APELAÇÃO: Em suas razões recursais, o Apelante alega que: i) é beneficiário da assistência judiciária gratuita, conforme decisão acostada aos autos; ii) que diante da comprovação dos valores desses valores abusivos, necessário se faz a realização de perícia técnica, e esse tipo de prova não existe nos autos; iii) Embora o apelante tenha quitado algumas das parcelas de seu financiamento a revisão contratual é possível para afastar eventuais ilegalidades na presente ação.
CONTRARRAZÕES: Ainda que devidamente intimado, o Apelado não apresentou contrarrazões ao recurso.
Parecer proferido pelo Parquet Superior (ID. N° 4459256) sem opinar sobre o mérito do recurso, ante a ausência de interesse público na demanda.
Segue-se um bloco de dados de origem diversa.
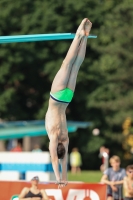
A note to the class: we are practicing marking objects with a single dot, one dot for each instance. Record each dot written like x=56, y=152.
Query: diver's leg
x=62, y=77
x=80, y=57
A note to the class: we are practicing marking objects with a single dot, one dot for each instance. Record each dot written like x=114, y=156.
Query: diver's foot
x=87, y=27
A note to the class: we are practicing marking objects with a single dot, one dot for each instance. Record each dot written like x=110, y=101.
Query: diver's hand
x=61, y=184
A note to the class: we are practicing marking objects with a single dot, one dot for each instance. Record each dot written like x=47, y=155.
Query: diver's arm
x=64, y=161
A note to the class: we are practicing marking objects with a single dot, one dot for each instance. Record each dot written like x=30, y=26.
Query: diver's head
x=60, y=151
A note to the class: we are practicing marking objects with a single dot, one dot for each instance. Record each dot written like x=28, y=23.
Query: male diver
x=61, y=94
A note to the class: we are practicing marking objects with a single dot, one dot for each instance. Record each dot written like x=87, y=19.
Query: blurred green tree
x=104, y=87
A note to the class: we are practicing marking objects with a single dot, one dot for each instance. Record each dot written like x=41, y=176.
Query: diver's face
x=115, y=164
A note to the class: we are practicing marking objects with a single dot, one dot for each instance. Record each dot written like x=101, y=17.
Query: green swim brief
x=64, y=96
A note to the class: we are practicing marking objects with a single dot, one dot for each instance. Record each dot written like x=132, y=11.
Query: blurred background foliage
x=103, y=93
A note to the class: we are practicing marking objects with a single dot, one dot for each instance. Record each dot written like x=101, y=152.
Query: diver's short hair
x=61, y=151
x=129, y=167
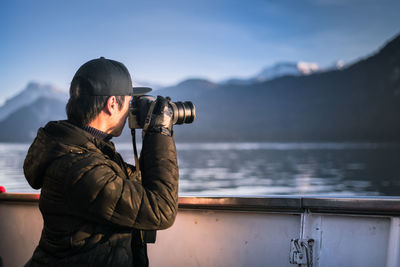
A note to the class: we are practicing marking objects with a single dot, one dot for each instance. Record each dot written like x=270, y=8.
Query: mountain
x=22, y=125
x=360, y=102
x=275, y=71
x=30, y=94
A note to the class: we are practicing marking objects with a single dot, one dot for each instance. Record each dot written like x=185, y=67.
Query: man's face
x=120, y=117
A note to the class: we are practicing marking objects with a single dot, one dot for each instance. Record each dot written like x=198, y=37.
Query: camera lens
x=184, y=112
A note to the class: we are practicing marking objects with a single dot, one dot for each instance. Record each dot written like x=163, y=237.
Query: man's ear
x=111, y=105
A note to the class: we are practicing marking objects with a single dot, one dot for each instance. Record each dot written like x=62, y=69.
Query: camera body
x=182, y=112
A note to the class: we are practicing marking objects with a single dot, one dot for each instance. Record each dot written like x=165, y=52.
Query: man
x=96, y=209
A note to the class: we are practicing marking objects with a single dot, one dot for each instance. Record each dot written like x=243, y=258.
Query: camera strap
x=133, y=133
x=148, y=118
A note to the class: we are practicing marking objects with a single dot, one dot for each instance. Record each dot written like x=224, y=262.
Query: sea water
x=250, y=169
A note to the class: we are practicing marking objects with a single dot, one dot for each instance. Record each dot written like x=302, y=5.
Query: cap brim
x=139, y=90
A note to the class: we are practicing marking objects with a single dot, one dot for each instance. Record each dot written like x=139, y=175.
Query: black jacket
x=92, y=202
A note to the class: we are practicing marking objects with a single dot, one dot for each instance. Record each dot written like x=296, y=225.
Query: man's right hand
x=161, y=118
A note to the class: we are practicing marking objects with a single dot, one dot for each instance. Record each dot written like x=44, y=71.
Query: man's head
x=101, y=87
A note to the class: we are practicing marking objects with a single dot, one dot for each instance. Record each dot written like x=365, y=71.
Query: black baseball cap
x=106, y=77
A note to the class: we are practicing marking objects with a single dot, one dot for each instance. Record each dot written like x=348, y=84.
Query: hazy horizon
x=166, y=43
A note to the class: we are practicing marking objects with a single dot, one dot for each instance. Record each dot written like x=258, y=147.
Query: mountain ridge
x=359, y=102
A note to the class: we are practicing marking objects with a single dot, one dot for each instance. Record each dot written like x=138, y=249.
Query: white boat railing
x=245, y=231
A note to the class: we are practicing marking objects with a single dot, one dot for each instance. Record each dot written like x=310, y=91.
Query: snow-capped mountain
x=30, y=94
x=278, y=70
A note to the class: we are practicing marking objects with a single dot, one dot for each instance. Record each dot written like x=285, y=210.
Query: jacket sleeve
x=100, y=191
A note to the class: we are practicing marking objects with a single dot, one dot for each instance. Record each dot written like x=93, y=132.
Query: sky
x=165, y=42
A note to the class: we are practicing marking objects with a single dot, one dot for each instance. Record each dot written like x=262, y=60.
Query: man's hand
x=159, y=118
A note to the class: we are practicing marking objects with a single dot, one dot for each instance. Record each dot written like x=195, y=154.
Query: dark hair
x=82, y=108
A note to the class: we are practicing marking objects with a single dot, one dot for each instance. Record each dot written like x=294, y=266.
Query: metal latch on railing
x=301, y=252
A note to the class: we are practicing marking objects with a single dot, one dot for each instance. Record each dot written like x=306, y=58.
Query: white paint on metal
x=393, y=256
x=202, y=237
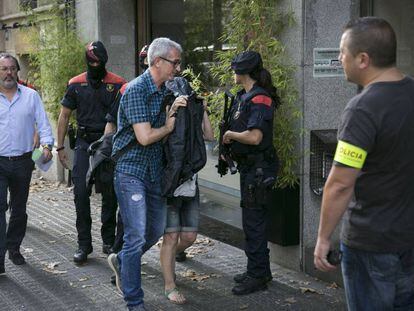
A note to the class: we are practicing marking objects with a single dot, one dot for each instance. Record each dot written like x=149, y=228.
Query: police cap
x=246, y=62
x=96, y=52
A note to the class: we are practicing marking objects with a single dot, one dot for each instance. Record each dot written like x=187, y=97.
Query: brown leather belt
x=24, y=156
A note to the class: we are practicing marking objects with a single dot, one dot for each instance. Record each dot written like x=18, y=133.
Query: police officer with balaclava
x=250, y=138
x=91, y=95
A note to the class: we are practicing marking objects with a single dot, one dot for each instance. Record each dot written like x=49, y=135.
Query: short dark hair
x=7, y=55
x=374, y=36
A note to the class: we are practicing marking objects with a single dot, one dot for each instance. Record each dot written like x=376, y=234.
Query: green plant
x=56, y=53
x=261, y=34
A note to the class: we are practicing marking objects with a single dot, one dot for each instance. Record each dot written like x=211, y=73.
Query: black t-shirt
x=380, y=120
x=92, y=104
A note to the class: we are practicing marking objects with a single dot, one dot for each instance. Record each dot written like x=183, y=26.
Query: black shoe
x=107, y=249
x=114, y=265
x=239, y=278
x=16, y=257
x=249, y=285
x=180, y=257
x=81, y=256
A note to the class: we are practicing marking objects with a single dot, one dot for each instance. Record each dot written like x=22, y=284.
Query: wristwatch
x=48, y=146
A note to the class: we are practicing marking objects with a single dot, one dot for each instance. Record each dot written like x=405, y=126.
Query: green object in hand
x=37, y=153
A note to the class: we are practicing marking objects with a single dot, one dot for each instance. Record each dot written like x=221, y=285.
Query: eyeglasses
x=5, y=69
x=175, y=63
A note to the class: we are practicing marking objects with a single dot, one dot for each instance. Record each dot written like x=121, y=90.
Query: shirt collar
x=151, y=84
x=19, y=90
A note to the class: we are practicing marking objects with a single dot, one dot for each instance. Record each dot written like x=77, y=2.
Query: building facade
x=312, y=45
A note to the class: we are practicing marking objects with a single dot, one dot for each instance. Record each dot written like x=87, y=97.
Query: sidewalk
x=51, y=281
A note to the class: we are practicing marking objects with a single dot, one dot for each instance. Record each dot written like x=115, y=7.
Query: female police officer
x=251, y=143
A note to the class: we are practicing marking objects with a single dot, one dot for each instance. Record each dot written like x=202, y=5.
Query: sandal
x=175, y=296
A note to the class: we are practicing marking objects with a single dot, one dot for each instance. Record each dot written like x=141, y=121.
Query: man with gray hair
x=142, y=124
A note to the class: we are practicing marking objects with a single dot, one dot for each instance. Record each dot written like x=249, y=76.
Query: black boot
x=107, y=249
x=250, y=285
x=81, y=256
x=239, y=278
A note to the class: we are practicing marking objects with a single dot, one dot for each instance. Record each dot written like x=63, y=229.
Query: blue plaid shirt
x=140, y=103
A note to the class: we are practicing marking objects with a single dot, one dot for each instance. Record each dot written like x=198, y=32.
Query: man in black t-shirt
x=90, y=94
x=374, y=169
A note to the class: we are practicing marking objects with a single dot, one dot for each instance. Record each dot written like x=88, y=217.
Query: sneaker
x=139, y=307
x=114, y=264
x=16, y=257
x=107, y=249
x=113, y=279
x=239, y=278
x=180, y=257
x=249, y=285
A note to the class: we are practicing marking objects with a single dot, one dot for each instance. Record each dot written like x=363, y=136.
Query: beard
x=9, y=83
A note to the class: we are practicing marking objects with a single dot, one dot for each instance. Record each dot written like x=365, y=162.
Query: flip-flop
x=170, y=294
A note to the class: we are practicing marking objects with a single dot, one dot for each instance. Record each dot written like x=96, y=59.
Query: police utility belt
x=88, y=134
x=257, y=159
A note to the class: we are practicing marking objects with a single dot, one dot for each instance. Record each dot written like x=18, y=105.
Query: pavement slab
x=51, y=281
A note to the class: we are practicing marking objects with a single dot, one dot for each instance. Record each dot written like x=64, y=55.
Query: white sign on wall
x=326, y=63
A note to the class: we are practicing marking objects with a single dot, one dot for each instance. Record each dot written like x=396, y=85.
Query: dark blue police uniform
x=258, y=166
x=92, y=103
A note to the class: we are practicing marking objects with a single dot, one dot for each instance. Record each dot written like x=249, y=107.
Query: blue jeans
x=378, y=281
x=143, y=212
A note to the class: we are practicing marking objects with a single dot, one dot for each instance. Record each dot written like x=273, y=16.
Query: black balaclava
x=96, y=52
x=142, y=57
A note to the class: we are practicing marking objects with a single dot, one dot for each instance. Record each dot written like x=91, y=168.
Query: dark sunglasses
x=175, y=63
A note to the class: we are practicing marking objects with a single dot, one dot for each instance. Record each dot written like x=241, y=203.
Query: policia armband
x=350, y=155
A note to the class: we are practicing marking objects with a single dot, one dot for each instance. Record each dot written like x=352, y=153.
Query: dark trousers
x=15, y=176
x=82, y=202
x=254, y=226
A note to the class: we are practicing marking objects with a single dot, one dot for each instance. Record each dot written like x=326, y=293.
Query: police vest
x=241, y=113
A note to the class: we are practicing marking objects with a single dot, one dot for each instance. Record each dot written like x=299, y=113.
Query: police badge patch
x=110, y=87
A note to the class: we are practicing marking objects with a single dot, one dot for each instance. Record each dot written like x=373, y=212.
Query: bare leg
x=186, y=240
x=167, y=258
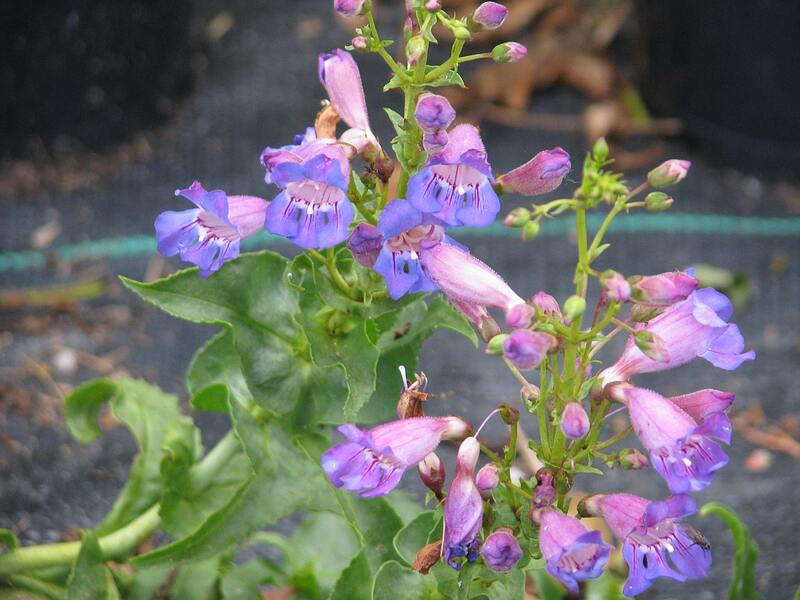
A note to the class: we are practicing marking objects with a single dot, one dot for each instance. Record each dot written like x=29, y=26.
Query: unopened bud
x=530, y=230
x=668, y=173
x=517, y=217
x=632, y=459
x=415, y=48
x=652, y=345
x=359, y=42
x=432, y=473
x=495, y=345
x=509, y=52
x=487, y=479
x=615, y=286
x=657, y=202
x=574, y=307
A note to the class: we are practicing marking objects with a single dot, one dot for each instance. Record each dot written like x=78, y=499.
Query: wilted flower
x=684, y=451
x=540, y=175
x=501, y=551
x=209, y=235
x=463, y=509
x=655, y=543
x=695, y=327
x=455, y=185
x=572, y=552
x=372, y=462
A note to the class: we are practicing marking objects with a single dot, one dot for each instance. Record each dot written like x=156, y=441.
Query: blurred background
x=107, y=107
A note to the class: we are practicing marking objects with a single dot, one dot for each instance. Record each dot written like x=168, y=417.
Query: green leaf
x=263, y=317
x=216, y=372
x=283, y=481
x=393, y=581
x=398, y=121
x=89, y=579
x=196, y=580
x=149, y=413
x=414, y=536
x=743, y=584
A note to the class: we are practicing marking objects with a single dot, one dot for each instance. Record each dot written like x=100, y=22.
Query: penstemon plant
x=317, y=341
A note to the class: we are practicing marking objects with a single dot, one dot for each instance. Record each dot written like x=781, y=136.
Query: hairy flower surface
x=655, y=542
x=209, y=235
x=372, y=462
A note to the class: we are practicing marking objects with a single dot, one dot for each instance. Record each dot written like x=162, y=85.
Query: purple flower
x=509, y=52
x=668, y=173
x=209, y=235
x=365, y=243
x=348, y=8
x=695, y=327
x=572, y=552
x=468, y=283
x=684, y=451
x=372, y=462
x=663, y=289
x=434, y=112
x=540, y=175
x=463, y=509
x=339, y=73
x=455, y=185
x=489, y=15
x=574, y=421
x=501, y=551
x=655, y=543
x=312, y=210
x=526, y=349
x=487, y=479
x=407, y=233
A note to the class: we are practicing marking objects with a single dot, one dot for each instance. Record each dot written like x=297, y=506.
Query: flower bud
x=526, y=349
x=501, y=551
x=668, y=173
x=435, y=141
x=489, y=15
x=495, y=345
x=545, y=492
x=432, y=473
x=574, y=421
x=530, y=230
x=545, y=303
x=487, y=479
x=415, y=48
x=632, y=459
x=517, y=217
x=359, y=42
x=509, y=52
x=657, y=202
x=615, y=286
x=434, y=112
x=349, y=8
x=652, y=345
x=574, y=307
x=540, y=175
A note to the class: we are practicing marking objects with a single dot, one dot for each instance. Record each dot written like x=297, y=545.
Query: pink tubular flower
x=540, y=175
x=574, y=421
x=526, y=349
x=463, y=509
x=572, y=552
x=372, y=462
x=668, y=173
x=663, y=289
x=469, y=284
x=683, y=450
x=339, y=73
x=655, y=542
x=695, y=327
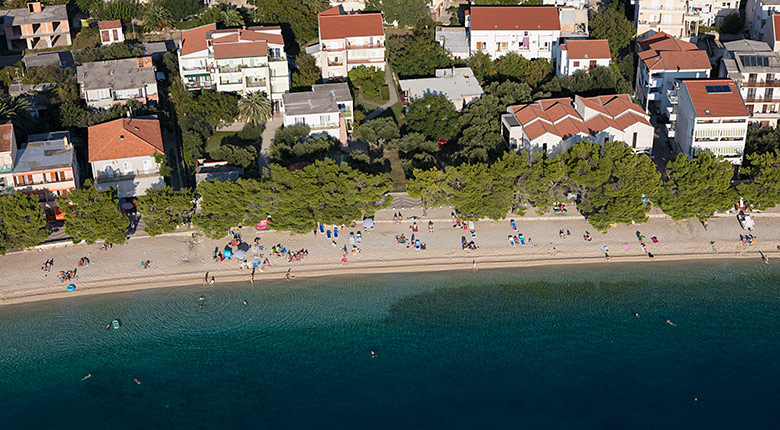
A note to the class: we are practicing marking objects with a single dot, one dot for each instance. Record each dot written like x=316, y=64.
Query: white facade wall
x=130, y=176
x=530, y=44
x=720, y=135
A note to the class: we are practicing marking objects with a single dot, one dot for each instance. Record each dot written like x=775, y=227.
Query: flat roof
x=22, y=16
x=323, y=98
x=115, y=74
x=451, y=83
x=45, y=152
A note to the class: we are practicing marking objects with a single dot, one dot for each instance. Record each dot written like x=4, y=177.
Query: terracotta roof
x=715, y=104
x=352, y=25
x=559, y=116
x=6, y=136
x=105, y=25
x=776, y=25
x=515, y=18
x=587, y=49
x=238, y=50
x=125, y=138
x=194, y=40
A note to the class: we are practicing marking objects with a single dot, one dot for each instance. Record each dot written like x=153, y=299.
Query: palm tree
x=254, y=108
x=16, y=109
x=231, y=18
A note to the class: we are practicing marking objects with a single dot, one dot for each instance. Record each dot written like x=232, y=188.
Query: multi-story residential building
x=348, y=41
x=106, y=83
x=711, y=116
x=756, y=70
x=47, y=166
x=554, y=125
x=680, y=18
x=111, y=32
x=121, y=154
x=7, y=157
x=349, y=5
x=758, y=14
x=457, y=84
x=326, y=109
x=531, y=31
x=576, y=55
x=772, y=32
x=235, y=59
x=36, y=27
x=663, y=60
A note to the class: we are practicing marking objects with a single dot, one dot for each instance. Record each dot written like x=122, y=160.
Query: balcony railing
x=760, y=84
x=126, y=176
x=368, y=46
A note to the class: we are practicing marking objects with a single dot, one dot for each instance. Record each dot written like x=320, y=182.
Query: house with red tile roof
x=122, y=153
x=349, y=40
x=710, y=115
x=243, y=60
x=8, y=151
x=531, y=31
x=111, y=31
x=663, y=61
x=583, y=54
x=46, y=166
x=555, y=125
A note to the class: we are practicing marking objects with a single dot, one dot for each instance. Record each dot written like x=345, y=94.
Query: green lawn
x=213, y=142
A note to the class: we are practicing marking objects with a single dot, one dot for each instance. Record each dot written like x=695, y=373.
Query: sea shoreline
x=467, y=264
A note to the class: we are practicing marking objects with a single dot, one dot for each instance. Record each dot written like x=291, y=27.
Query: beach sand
x=184, y=259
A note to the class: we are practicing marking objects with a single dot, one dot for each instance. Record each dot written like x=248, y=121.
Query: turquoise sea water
x=555, y=347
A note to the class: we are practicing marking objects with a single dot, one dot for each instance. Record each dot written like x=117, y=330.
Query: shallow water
x=555, y=347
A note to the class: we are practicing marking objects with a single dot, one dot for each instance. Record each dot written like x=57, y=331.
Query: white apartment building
x=121, y=154
x=756, y=70
x=235, y=59
x=106, y=83
x=772, y=32
x=711, y=116
x=326, y=109
x=663, y=61
x=555, y=125
x=758, y=13
x=576, y=55
x=348, y=41
x=8, y=151
x=530, y=31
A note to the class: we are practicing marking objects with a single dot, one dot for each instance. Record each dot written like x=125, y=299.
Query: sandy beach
x=183, y=259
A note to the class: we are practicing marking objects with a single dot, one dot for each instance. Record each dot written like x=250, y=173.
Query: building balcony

PONTO CONTROVERTIDO: É questão controvertida no presente recurso é existência da abusividade alegada pelo Apelante, o que descaracterizaria a mora.
É o relatório.
VOTO
I. DO CONHECIMENTO
De saída, verifico que o presente recurso é cabível, uma vez que ajuizado em face de sentença, nos termos do art. 1.009 do CPC.
Constato ainda que a Apelação foi movida tempestivamente por parte legítima e interessada, dispensada do preparo recursal por ser beneficiária da justiça gratuita.
Isto posto, conheço a Apelação Cível em comento.
II. DO MÉRITO
No caso concreto, a mora que fundamentou o pedido de busca e apreensão movido pela Apelada tem origem no inadimplemento das obrigações pactuadas no contrato firmado entre as partes.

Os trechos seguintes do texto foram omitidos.